The story quoted Anne London-Weinstein, the president of Ottawa’s Defence Counsel Association, saying, with what sure seemed like evident disapproval, that “The Jordan shadow has fallen over the courtroom. Judges are hyper-vigilant about not wasting time.”
(With all due respect to London-Weinstein, I have spent four decades covering the courts, including several cases in Ottawa, and I’ve encountered only a handful of judges — John McMahon, Michael Code and the recently retired Eugene Ewaschuk, all of the Ontario Superior Court in Toronto — who displayed even the slightest inclination in not wasting time.
Indeed, a casual observer wandering into the ordinary courtroom across the land might imagine that wasting time, in fact, is the judge’s sole function: Start late; break often and long; wank on ad nauseum and end early is practically the system’s motto.)
And, the story went on, “In another case, a judge sought special permission from court administration officials to hear a jury trial into the summer months…”
Can you imagine? The vision is horrific: A criminal court, having to work the summer, just like the rest of the schmoes.
This observation was couched of course in concern for the schmoes, the poor potential jurors, but with respect, they ain’t the ones used to having an entire summer off.

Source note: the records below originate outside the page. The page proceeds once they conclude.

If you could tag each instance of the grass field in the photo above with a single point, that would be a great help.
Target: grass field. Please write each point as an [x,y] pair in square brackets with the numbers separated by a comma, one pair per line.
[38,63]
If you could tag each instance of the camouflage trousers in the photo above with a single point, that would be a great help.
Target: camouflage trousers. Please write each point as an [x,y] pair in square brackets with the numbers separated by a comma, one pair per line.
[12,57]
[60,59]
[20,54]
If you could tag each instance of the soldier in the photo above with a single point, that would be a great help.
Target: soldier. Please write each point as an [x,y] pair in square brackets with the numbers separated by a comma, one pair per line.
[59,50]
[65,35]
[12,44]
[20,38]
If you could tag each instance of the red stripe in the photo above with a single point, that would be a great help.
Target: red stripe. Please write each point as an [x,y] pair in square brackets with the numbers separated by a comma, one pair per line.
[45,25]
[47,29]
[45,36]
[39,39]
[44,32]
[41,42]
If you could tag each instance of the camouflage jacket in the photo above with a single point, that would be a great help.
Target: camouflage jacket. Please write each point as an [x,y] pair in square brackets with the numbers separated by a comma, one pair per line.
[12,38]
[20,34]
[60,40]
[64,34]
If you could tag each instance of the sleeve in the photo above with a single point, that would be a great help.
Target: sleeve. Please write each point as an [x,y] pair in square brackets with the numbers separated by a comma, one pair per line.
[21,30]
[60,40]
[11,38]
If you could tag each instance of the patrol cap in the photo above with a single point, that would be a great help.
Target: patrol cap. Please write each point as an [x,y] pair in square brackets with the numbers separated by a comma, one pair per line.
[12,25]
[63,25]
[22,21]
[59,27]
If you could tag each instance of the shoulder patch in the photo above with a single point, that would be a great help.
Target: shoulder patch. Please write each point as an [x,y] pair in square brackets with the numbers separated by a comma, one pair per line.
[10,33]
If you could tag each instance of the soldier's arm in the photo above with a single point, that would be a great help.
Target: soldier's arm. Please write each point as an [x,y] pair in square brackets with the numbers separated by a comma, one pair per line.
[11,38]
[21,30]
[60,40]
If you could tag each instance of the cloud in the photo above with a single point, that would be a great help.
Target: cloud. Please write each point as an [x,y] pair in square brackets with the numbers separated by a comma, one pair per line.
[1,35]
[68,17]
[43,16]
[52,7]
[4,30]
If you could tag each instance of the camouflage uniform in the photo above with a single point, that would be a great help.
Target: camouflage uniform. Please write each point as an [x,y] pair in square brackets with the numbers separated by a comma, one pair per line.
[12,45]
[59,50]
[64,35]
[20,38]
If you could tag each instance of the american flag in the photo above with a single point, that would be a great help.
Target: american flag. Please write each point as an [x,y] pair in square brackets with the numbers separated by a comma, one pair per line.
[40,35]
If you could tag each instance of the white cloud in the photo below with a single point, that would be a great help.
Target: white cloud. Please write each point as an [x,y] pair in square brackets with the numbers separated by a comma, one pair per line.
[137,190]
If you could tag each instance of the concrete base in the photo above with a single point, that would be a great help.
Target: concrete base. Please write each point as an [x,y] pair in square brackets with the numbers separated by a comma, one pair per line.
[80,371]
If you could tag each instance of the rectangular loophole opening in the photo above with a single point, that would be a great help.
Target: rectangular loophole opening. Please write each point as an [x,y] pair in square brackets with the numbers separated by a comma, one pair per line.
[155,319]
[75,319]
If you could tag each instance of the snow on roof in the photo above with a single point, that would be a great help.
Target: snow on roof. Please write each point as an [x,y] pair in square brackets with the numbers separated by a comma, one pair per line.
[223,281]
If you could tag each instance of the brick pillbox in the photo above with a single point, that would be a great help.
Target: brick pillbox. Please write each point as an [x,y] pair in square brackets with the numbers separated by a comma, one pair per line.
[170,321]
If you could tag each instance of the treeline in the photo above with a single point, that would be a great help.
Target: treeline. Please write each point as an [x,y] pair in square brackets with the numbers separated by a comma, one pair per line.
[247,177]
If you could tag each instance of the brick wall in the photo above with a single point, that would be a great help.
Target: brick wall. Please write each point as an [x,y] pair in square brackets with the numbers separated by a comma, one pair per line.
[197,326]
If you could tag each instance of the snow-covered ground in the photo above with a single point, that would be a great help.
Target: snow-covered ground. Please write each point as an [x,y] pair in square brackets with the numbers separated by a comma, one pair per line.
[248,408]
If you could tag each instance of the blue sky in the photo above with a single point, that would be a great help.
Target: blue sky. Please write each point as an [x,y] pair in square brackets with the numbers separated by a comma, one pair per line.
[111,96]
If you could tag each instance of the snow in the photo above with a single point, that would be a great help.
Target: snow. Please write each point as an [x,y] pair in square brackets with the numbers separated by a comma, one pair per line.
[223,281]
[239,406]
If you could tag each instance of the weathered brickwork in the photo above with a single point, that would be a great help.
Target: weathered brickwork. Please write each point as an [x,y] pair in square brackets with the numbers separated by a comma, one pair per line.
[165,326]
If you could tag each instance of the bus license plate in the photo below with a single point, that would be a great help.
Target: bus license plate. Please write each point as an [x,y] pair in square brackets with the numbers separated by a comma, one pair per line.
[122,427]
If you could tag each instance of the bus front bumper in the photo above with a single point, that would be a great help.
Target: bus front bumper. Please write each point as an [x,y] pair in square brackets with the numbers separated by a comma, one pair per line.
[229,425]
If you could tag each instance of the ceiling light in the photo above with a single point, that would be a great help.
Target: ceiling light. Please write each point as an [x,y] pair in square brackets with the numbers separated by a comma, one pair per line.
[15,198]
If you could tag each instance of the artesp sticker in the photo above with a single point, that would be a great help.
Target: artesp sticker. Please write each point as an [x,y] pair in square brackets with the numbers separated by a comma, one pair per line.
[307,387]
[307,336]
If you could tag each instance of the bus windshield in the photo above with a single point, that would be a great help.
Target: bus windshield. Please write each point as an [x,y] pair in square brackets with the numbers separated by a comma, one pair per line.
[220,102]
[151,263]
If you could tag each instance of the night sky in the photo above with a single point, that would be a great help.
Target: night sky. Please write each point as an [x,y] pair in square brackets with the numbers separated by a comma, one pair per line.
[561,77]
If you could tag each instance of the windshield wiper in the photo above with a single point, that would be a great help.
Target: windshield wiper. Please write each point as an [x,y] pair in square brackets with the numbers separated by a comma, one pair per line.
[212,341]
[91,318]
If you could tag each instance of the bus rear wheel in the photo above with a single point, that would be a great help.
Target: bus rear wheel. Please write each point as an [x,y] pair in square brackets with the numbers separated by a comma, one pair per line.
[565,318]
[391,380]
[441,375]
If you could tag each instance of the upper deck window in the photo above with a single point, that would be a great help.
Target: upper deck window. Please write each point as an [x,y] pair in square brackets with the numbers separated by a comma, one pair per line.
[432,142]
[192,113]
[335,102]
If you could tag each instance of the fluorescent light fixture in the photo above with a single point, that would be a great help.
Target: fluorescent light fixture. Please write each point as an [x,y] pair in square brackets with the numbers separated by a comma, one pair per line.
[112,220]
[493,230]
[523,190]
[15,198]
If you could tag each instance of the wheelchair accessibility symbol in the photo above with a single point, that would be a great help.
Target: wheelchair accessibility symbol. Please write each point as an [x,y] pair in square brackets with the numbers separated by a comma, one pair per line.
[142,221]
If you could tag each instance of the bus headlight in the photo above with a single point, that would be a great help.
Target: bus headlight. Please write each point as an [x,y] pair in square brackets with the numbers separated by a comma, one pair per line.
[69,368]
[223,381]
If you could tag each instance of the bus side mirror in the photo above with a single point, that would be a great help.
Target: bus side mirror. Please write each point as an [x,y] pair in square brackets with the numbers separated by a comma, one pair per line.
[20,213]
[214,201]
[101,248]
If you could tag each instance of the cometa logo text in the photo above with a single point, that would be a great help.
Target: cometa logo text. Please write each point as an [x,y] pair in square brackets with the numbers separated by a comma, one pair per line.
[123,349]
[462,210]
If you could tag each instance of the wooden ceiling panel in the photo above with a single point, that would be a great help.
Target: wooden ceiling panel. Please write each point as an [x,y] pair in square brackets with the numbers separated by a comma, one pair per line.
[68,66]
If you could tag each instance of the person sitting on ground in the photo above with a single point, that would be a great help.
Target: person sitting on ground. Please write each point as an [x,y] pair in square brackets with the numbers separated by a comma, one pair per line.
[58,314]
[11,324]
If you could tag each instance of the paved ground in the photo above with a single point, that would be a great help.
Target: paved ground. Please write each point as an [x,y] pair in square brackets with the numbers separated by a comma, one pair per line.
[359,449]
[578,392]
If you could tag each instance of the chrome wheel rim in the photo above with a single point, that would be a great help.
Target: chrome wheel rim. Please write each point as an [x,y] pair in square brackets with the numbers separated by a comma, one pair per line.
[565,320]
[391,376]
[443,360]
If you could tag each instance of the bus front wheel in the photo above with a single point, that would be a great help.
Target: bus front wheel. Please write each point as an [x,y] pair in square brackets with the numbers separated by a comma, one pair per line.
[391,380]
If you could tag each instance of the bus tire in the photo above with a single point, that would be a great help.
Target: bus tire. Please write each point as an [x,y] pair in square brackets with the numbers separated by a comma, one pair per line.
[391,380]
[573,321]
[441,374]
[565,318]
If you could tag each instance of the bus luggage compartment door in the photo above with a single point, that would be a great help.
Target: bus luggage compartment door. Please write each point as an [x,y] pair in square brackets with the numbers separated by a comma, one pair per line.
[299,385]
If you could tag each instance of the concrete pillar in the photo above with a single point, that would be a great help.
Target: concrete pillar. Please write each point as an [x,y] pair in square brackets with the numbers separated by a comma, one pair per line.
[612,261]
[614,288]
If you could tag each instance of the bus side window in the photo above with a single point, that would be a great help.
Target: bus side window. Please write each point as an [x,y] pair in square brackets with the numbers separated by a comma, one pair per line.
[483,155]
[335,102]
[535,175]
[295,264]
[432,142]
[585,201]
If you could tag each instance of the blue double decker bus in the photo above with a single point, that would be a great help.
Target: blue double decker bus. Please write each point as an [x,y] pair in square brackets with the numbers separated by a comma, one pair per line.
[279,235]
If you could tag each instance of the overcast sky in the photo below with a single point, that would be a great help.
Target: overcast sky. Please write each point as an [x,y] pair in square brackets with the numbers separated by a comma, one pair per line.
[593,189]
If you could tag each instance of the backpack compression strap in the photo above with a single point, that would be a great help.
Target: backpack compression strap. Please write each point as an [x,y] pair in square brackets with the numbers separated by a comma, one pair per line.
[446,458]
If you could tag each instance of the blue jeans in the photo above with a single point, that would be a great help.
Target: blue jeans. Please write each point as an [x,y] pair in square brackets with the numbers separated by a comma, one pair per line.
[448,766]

It reminded me of a story I found when I was writing about the unaccountability of the judiciary for my book on the justice system.
In 2006, Wally Oppal, a former B.C. Supreme Court judge, was the province’s attorney-general, and in a Vancouver Sun piece about “slow justice” in the provincial courts, Oppal was quoted posing a mild rhetorical question to the reporter.
“Why do we still start trials in the Supreme Court (the Superior Court in other provinces) at 10 a.m.?” he mused.
That earned him a rebuke from the then-Chief Justice, who dashed off an email demanding an apology. Blessedly, the Sun got a copy of the email too, and Oppal did not apologize.
But complacency is the culture in the criminal courts, and only those who are rarely in them would doubt it.
That, in a roundabout way, brings me to an editorial that appeared in the same paper a few days after the story.
Now, it’s true that the sensible person doesn’t look to newspaper editorials for guidance — on anything really, from which party to vote for to what to wish for in health care to how to judge the worth of political candidates.
This may hold particularly true for a newspaper that lists in its masthead (the traditional place on the editorial page where the names of various editors appears) merely a “Head of Experience” and a “Head of Audience.” No journalism body this precious ought to purport to dispense advice.
As for what might help speed trials along, how about ditching the preliminary inquiry, that archaic time-waster of a procedure, in many cases? How about the feds fill some of those vacancies on the bench? How about the police lay only the necessary charges, not duplicates that allege the same thing? How about prosecutors whittle the charges down? How about considering a public defender system, as opposed to the broke, inefficient and flawed legal aid system?
R v Jordan may be trying to fix the unfixable; that remains to be seen. But at least the Supreme Court majority are trying.